Last night I typed an entry on my tablet. I had to take internet from my phone in order to get online (the wifi in Darren's parent's basement sometimes isn't great) then painfully typed out the entry on my tablet, which took forever. And then couldn't get a connection so I could post it... and then before I got it sorted out, accidentally clicked the x. It was one of those moments where I had to talk myself out of being upset for a minute. "is getting upset really going to solve anything? NO. Calm down."
Anyways.

Last year at this time I was in California. On December 27th, 2012 Courtney and I went to Huntington Beach and Long Beach.
Every mile that I drove south that day, was the furthest I had ever been from home.
It's been a year, and every day I wish I was still there, wish that I could go back. California was... an obsession before I visited. It's still an obsession, but it's different now. It's something I dream about every day. My goal is to get back there before I have get pregnant. I have to get back there. I just have to find somebody who also desires a somewhat expensive trip.

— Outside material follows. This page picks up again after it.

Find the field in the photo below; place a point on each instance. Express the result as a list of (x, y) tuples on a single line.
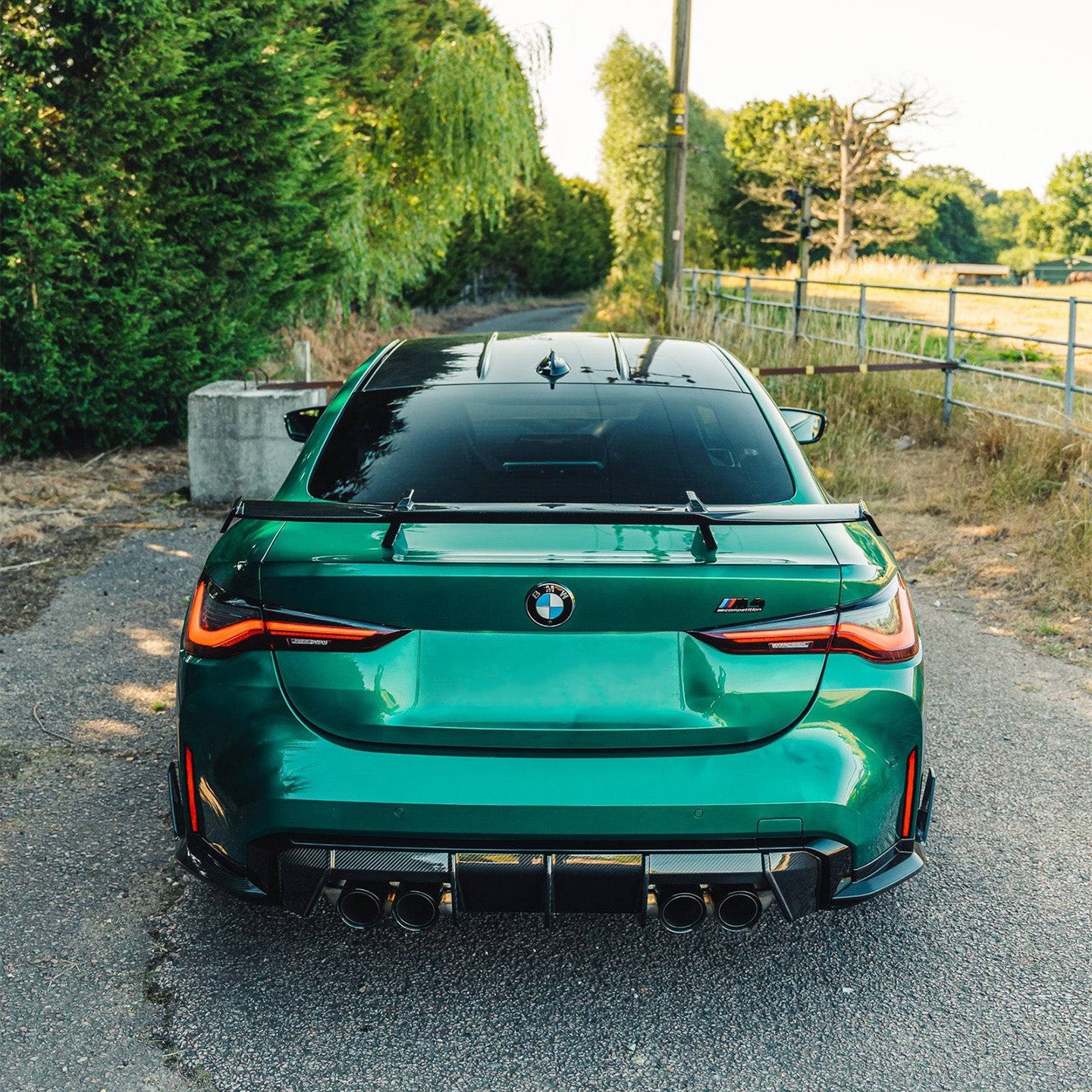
[(987, 509)]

I wish that all the words that came to me last night, were coming back to me tonight, but it just isn't happening for me tonight.

I guess what I can say is that Mexico was great, although a week with inlaws--is a lot of inlaws. Although I don't mean it to complain in the least.
The heat grew on me quickly. I after the first couple days, I loved it and felt cold as soon as the temperature dropped a few degrees. We got one full day of crazy rain, and all I wanted to do was be by the pool. While I enjoyed going to an resort and getting to eat and drink anything I wanted all day, it just felt so... wasteful, glutenous, frivolous? I can't come up with the exact right. But to me, the point of going to other places is to see the sites, travel around, see as much as possible, but when you're in a resort you don't really do much of that. We did leave one day to go to Playa Del Carmen but I hated it. I felt nervous and uncomfortable the entire time because the store owners are so pushy for you to buy their stuff. I ended up paying way more than I should have just because I wasn't gutsy enough to barter like you are supposed to. They probably laughed as I walked away "$20 for the blue necklace. HAHA"

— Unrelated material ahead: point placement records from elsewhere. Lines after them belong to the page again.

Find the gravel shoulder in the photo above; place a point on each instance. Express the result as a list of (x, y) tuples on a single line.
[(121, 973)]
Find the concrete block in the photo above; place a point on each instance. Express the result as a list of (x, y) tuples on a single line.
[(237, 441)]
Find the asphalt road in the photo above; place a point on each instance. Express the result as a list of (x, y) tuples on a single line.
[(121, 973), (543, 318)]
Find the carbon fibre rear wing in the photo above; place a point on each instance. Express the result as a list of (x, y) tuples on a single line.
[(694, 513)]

Christmas was good. Even though it was my 8th Christmas living away from my parents, it was still hard for me to leave them at the end of it all. We stayed there on Christmas Eve (me and Darren slept on the floor in the living room on our airbed and Aunty Wendy slept on the couch beside us.) It seemed like a bit of an eccentric family behaviour, but it was fun, it felt good to be a part of everything instead of being the person who has to leave half way through everything like usual.

I still have 5 more days off work, which is such a good feeling. I don't think I have had 5 days in a row to spend in our new house yet and I am really looking forward to it. The New Year is supposed to be bringing mass lay offs to SNC, "right-sizing" they are calling it. And our department head talked about it in depth at our last meeting. He said finance should be ok... until the end of January. And something keeps telling me that I will likely be a part of these lay offs and even though I don't love my job, I love getting paid and being able to pay my bills every month. So it's a stressful thought.

So... It has been one year since I went to California. It is -13 in Calgary right now, but feels like -26, we have wind and flash freeze warnings because it was so warm for the past few days. It's good that I was planning on being a hermit for the next few days anyways, because I tend to be especially anxious about traveling on poor roads this winter. Living so far south has made me feel so isolated. Nobody wants to come visit this far, and I'm too anxious to leave because this winter has been so horrendous. Oh well, hiding out here and cleaning (theoretically) for a few days after being gone so much for the past 2 weeks definitely won't hurt.